Making the Mueller Report Searchable with OCR and Elasticsearch

Published in

Towards Data Science

6 min readApr 19, 2019

April 18th marked the full release of the Mueller Report — a document outlining the investigation of potential Russian interference in the 2016 presidential election. Like most government documents it is long (448 pages), and would be painfully tedious to read.

To make matters worse, the actual PDF download is basically just an image. You cannot copy/paste text, or use ctrl+f to find specific portions of text if you wanted to search the document for more targeted information.

However, we can easily make this document searchable for ourselves using two great technologies: optical character recognition (OCR) and Elasticsearch.

Optical Character Recognition

OCR allows us to take pictures of text, recognize, and then convert them to actual text — see this description on Wikipedia. Fortunately for us, in the modern day and age there are many open source libraries/products to perform this task.

Tesseract is one such engine. Originally developed in the 80s, it has been a Google project since 2006 and is one of most popular OCR engines. Today, we’ll be using the Python wrapper: pytesseract. I got my original PDF-OCR inspiration from this post — check it out!

Elasticsearch

Elasticsearch is a scalable search platform that uses an algorithm similar to TF-IDF, which stands for term frequency inverse document frequency.

Essentially, it’s a simple function often used within the search/similarity space that targets documents based on keywords. It also places less emphasis on words that appear frequently. For instance, because the word “the” appears in so many texts, we don’t want it to be considered an important part of our search query. TF-IDF takes this into account when comparing your query with documents. For a basic overview of it just check wikipedia.

Installation

You can download and install elastic from the website, or the respective package manager for your OS. Then you just need all the Python packages we’ll be using.

pip install elasticsearch
pip install pdf2image
pip install pytesseract

OCR Text Extraction

First, download the Mueller Report to your host. Then, we can create a quick function to extract the text from a PDF page-by-page using pytesseract and the pdf2image libary.

Notice I set the default num_pages=10. This is because this report is really long, and on your personal computer it’ll probably take quite a long time to extract the text from every page. Additionally, it’s also a lot of data for a local Elasticsearch index if you don’t plan on deploying this to the cloud. Still, feel free to change that parameter to any value you choose.

But regardless of that, when we run this function on our PDF we now we have the text and page number for all of our PDF pages! It’s a list of dictionaries (json) which is perfect for ingestion by elastic to make it searchable.

Index in Elasticsearch

The first thing you need to do is make sure elastic is running on the proper port. Open a terminal and start elastic (if it’s in your $PATH it should just be elasticsearch). By default, this will start the service on port 9200.

After that, we can easily use the Python client to interact with our instance.
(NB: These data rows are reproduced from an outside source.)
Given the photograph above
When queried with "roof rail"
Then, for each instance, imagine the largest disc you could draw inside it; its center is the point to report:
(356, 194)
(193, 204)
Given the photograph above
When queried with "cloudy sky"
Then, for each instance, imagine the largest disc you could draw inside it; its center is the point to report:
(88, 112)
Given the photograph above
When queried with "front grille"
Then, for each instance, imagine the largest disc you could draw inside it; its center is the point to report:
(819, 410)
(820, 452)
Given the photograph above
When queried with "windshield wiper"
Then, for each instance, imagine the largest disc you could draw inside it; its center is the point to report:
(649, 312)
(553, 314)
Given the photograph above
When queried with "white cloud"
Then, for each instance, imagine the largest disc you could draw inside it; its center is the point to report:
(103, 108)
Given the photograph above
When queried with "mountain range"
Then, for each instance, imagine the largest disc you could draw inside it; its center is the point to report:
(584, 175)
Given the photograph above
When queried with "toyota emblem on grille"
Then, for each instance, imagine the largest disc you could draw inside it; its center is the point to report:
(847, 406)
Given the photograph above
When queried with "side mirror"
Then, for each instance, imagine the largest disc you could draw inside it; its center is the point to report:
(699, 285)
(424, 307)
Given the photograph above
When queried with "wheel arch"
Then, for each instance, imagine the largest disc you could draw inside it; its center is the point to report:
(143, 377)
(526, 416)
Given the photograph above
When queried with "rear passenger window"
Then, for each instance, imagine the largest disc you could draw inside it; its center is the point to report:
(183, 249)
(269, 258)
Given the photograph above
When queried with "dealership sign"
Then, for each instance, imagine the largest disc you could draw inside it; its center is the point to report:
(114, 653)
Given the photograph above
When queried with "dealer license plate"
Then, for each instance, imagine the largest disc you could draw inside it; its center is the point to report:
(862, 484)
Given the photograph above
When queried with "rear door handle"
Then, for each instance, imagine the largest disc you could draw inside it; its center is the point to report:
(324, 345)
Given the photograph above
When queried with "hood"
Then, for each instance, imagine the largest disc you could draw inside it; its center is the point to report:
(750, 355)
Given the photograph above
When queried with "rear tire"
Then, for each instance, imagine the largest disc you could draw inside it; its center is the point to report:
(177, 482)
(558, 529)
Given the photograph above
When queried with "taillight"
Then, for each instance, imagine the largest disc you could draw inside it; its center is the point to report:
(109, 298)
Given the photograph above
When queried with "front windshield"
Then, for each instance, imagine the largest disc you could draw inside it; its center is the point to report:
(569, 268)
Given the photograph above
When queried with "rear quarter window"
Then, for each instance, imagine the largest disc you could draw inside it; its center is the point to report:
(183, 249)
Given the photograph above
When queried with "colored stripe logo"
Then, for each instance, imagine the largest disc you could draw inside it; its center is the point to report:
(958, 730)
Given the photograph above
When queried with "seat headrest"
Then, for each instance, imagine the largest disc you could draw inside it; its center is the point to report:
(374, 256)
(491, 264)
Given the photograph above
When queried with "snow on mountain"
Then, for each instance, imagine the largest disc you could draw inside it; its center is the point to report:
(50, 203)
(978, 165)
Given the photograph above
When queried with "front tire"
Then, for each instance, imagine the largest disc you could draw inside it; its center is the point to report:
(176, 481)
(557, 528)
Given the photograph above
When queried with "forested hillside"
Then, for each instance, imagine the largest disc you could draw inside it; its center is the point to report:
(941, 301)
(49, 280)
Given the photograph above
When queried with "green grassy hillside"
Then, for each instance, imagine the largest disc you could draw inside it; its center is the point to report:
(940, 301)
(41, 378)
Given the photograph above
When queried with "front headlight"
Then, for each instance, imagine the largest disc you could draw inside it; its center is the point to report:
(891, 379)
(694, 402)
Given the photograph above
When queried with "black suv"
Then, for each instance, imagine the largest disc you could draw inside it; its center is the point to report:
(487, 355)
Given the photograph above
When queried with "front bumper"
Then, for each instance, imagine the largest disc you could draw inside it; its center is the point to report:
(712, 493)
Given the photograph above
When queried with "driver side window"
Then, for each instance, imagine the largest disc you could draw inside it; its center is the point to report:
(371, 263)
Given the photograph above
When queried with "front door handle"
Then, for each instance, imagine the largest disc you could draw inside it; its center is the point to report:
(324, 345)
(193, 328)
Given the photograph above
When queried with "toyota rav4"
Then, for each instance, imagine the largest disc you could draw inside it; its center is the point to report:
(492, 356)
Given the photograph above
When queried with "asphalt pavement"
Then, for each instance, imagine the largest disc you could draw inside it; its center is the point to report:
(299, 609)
If elastic is running properly on port 9200, the following code should create the index mueller-report which has 2 fields: text and page (these correspond to our dictionary keys in the previous function).

Searching our Index

I won’t get into the specifics, but elastic uses a language called query DSL to interact with the indices. There’s a lot you can do with it, but all we’re going to do here is create a function that will vectorize our query, and compare it with the text in our index for similarity.

The res will be a json that contains a bunch of info on our search. Realistically though, we only want our relevant results. So once we actually call the function, we can parse the json to get the most relevant text and page number.
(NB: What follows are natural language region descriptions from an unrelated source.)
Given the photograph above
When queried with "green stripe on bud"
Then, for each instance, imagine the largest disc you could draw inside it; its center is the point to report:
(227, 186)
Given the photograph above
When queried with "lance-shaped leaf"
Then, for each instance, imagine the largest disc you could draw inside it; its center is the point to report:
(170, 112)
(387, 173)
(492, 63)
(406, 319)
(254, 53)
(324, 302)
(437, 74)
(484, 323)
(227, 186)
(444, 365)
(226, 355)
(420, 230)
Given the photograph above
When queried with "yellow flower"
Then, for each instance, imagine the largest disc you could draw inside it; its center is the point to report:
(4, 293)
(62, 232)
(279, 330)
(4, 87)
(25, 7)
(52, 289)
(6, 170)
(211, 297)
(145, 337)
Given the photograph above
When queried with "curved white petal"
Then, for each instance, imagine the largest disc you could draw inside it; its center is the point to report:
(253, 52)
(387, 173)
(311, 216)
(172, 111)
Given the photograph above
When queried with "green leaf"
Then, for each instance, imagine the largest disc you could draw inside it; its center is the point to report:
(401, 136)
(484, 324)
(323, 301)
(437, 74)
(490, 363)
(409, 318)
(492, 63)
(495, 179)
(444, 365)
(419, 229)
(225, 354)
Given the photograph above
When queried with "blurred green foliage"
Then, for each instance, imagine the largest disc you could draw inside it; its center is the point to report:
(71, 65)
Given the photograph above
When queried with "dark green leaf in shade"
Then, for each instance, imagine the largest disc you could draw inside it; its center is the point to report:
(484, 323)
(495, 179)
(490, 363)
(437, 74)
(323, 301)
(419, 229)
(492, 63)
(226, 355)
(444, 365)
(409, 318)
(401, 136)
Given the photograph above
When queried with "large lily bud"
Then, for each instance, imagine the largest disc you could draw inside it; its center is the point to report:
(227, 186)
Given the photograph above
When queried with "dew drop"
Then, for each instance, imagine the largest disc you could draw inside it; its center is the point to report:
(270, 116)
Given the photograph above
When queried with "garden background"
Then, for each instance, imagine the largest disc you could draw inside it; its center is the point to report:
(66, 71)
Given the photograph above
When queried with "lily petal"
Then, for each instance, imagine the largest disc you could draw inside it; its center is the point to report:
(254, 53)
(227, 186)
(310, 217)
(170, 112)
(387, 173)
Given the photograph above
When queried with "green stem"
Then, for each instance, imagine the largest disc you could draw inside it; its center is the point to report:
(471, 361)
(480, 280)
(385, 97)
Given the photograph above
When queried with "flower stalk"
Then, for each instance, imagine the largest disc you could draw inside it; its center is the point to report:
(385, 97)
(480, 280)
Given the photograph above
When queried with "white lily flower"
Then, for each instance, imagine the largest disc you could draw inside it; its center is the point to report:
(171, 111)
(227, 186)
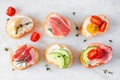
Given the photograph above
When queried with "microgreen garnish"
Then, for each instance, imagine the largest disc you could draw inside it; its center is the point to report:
(47, 68)
(106, 71)
(110, 41)
(58, 23)
(6, 49)
(74, 13)
(50, 30)
(84, 40)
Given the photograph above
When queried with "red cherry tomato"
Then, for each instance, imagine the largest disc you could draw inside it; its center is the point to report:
(100, 53)
(95, 54)
(103, 26)
(35, 36)
(11, 11)
(92, 54)
(96, 20)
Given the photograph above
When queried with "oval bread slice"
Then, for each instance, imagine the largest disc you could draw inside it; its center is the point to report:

With this, our search function looks for “department of justice” within the page texts, and returns the results. the [0] in the statement above is just to look at the first, most relevant page text and number. However, you can customize the parsing so that it returns as few/many results as you like.

Using the Kibana Front End

Instead of viewing a poorly recorded gif of my jupyter notebook, we can actually use another elastic tool to better view our results. Kibana is an open source front end for elastic that’s great for visualization. First, install kibana from this link.
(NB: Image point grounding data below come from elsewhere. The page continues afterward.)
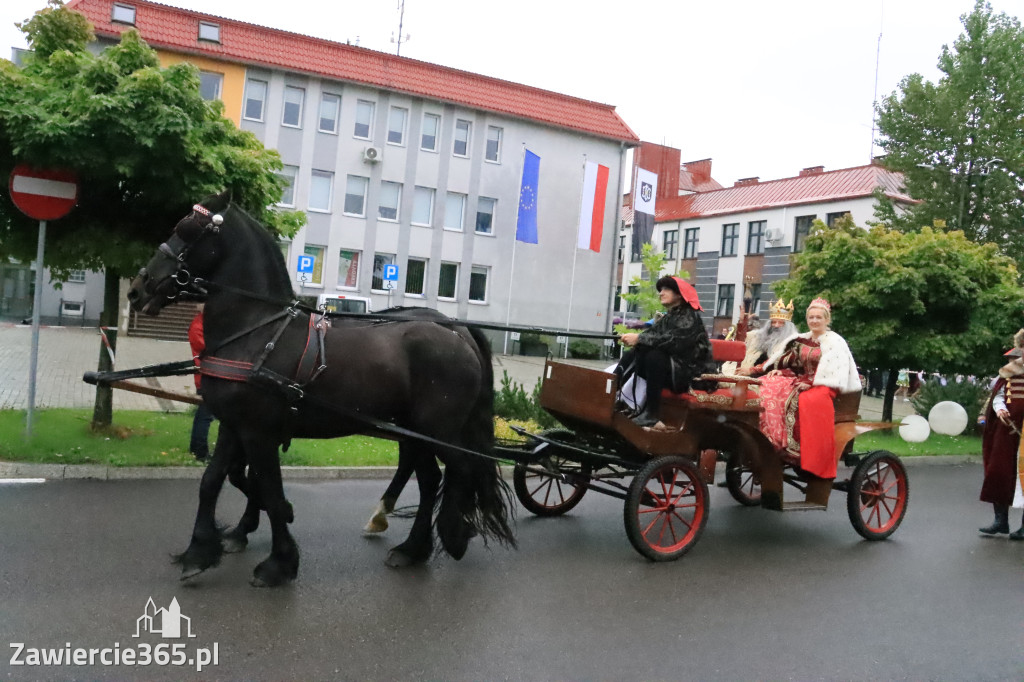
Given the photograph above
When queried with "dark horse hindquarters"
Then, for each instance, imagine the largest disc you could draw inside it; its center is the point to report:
(418, 372)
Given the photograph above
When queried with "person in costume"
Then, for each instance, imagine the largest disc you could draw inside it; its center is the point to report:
(672, 353)
(765, 342)
(1004, 415)
(797, 391)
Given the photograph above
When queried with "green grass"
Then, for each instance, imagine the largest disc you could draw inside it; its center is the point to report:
(155, 438)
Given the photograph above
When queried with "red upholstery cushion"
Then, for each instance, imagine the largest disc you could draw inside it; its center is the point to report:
(727, 351)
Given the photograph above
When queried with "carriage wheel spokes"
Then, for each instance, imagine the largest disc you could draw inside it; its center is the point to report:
(878, 496)
(666, 508)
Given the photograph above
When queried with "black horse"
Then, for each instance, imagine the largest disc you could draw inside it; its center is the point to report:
(272, 373)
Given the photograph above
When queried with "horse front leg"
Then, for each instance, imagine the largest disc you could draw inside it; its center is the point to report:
(206, 548)
(420, 543)
(264, 467)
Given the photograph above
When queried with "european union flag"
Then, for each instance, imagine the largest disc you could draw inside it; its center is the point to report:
(525, 228)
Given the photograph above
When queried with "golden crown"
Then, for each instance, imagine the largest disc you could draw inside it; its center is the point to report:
(780, 311)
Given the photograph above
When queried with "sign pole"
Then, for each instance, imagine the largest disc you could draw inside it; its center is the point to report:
(36, 306)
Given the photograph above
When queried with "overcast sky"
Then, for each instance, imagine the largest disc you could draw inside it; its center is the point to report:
(763, 88)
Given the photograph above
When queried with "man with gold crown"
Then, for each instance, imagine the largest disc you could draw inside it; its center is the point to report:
(1000, 443)
(762, 343)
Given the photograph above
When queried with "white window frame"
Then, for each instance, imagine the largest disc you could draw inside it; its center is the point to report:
(498, 150)
(390, 187)
(325, 97)
(315, 178)
(363, 105)
(469, 137)
(440, 278)
(250, 83)
(348, 184)
(390, 125)
(284, 109)
(448, 212)
(437, 131)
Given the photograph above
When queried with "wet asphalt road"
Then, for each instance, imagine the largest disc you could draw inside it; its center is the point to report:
(763, 596)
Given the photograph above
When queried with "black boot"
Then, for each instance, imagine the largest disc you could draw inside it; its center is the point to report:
(1019, 534)
(1000, 524)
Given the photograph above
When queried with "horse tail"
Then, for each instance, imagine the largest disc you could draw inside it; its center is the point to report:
(474, 492)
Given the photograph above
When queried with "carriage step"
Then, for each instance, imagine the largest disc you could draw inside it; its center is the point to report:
(802, 506)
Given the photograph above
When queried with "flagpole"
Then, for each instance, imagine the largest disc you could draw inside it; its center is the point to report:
(515, 240)
(576, 252)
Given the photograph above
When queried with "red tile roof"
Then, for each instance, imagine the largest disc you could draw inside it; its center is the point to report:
(176, 30)
(827, 186)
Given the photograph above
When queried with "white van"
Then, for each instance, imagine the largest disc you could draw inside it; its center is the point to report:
(340, 303)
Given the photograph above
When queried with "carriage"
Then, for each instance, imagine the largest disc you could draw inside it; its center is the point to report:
(663, 475)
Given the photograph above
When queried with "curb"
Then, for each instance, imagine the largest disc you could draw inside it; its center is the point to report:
(15, 470)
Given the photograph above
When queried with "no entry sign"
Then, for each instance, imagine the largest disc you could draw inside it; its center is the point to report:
(43, 194)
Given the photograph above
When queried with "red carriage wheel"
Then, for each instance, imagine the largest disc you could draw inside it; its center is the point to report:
(742, 483)
(548, 495)
(878, 496)
(666, 508)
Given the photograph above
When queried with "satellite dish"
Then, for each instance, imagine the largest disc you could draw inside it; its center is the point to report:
(947, 418)
(914, 428)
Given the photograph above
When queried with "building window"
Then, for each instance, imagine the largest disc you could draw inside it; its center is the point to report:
(288, 174)
(670, 244)
(428, 138)
(485, 215)
(317, 253)
(423, 206)
(396, 125)
(726, 296)
(416, 276)
(330, 108)
(730, 238)
(209, 85)
(380, 260)
(320, 192)
(348, 268)
(355, 195)
(803, 229)
(364, 119)
(449, 282)
(756, 237)
(390, 198)
(691, 239)
(123, 13)
(293, 107)
(494, 144)
(255, 96)
(455, 209)
(830, 218)
(209, 32)
(461, 138)
(478, 284)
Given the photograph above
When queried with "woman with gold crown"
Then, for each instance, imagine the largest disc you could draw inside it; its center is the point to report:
(797, 393)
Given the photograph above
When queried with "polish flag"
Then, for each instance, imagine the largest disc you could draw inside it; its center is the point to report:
(595, 189)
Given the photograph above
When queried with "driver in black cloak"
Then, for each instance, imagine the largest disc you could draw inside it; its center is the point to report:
(672, 353)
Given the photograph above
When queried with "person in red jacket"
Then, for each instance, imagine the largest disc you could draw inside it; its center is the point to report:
(199, 444)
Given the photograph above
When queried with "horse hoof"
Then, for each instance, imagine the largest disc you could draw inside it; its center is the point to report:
(377, 523)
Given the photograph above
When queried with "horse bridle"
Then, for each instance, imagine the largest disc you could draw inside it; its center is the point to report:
(176, 249)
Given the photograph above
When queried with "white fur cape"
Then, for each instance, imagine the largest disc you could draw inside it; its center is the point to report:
(837, 370)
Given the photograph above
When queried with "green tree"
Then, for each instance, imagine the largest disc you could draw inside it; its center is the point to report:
(958, 142)
(926, 300)
(144, 143)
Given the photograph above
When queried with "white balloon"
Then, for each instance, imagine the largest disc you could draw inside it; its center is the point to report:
(914, 428)
(947, 418)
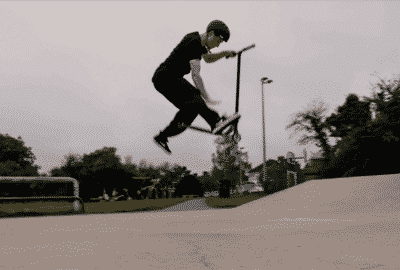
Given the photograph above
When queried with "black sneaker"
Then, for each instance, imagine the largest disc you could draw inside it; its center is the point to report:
(162, 143)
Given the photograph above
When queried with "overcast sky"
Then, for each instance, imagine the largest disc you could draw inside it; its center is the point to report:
(76, 76)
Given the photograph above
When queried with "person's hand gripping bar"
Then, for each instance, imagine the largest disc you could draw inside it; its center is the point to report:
(230, 54)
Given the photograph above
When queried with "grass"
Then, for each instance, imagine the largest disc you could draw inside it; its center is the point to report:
(107, 207)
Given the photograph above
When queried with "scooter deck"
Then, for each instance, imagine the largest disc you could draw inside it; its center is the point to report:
(210, 132)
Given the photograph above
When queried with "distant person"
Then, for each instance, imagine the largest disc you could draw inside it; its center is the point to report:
(191, 101)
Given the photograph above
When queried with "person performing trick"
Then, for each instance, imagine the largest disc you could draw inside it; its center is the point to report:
(191, 101)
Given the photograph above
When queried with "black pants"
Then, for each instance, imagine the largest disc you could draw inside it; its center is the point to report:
(187, 99)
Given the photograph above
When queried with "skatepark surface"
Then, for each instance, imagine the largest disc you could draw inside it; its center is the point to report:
(347, 223)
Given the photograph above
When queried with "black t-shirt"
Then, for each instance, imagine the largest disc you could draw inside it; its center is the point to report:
(178, 62)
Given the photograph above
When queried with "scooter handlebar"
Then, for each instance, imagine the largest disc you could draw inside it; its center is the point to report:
(243, 50)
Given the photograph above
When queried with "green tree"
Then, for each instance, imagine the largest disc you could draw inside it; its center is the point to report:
(312, 121)
(231, 161)
(15, 158)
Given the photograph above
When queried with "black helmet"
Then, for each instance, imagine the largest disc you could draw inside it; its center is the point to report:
(220, 29)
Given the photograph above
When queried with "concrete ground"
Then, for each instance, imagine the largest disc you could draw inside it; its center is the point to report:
(349, 223)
Once you have Kibana installed, start the service by running kibana in a terminal and then navigate to localhost:5601 in your favorite web broswer. This will let you interact with the application.

The only thing we have to do here before we interact with our index is create an index pattern. Go to Management > Create Index Pattern, and then type in “mueller-report” — Kibana should let you know that the pattern matches the index we created earlier in elastic.

And that’s it! If you go to the Discover tab on the left, and you can search your index in a much easier (and more aesthetic) manner than we were in elastic.

Next Steps

It would probably be cool to throw this up on AWS so anyone can use it (with a nicer front end), but I’m not really tryna tie my credit card to that instance at the moment. If anyone else wants to, feel free! I’ll update soon with a docker container and github link.

Updates

4/21/19 — There have been a lot of other posts/work regarding OCR and subsequent NLP on the Mueller Report. It seems that the main concern is the actual quality of the OCR text, since results can be messy due to formatting or general inaccuracy. While there’s probably no easy way to solve this for future analysis (aside from the government releasing a useful document), we can at least have elastic compensate for any misspellings in our searches by adding a fuzziness parameter to our search function.

This is a hacky, but generalizable way to account for some of the error we might find in the post OCR text.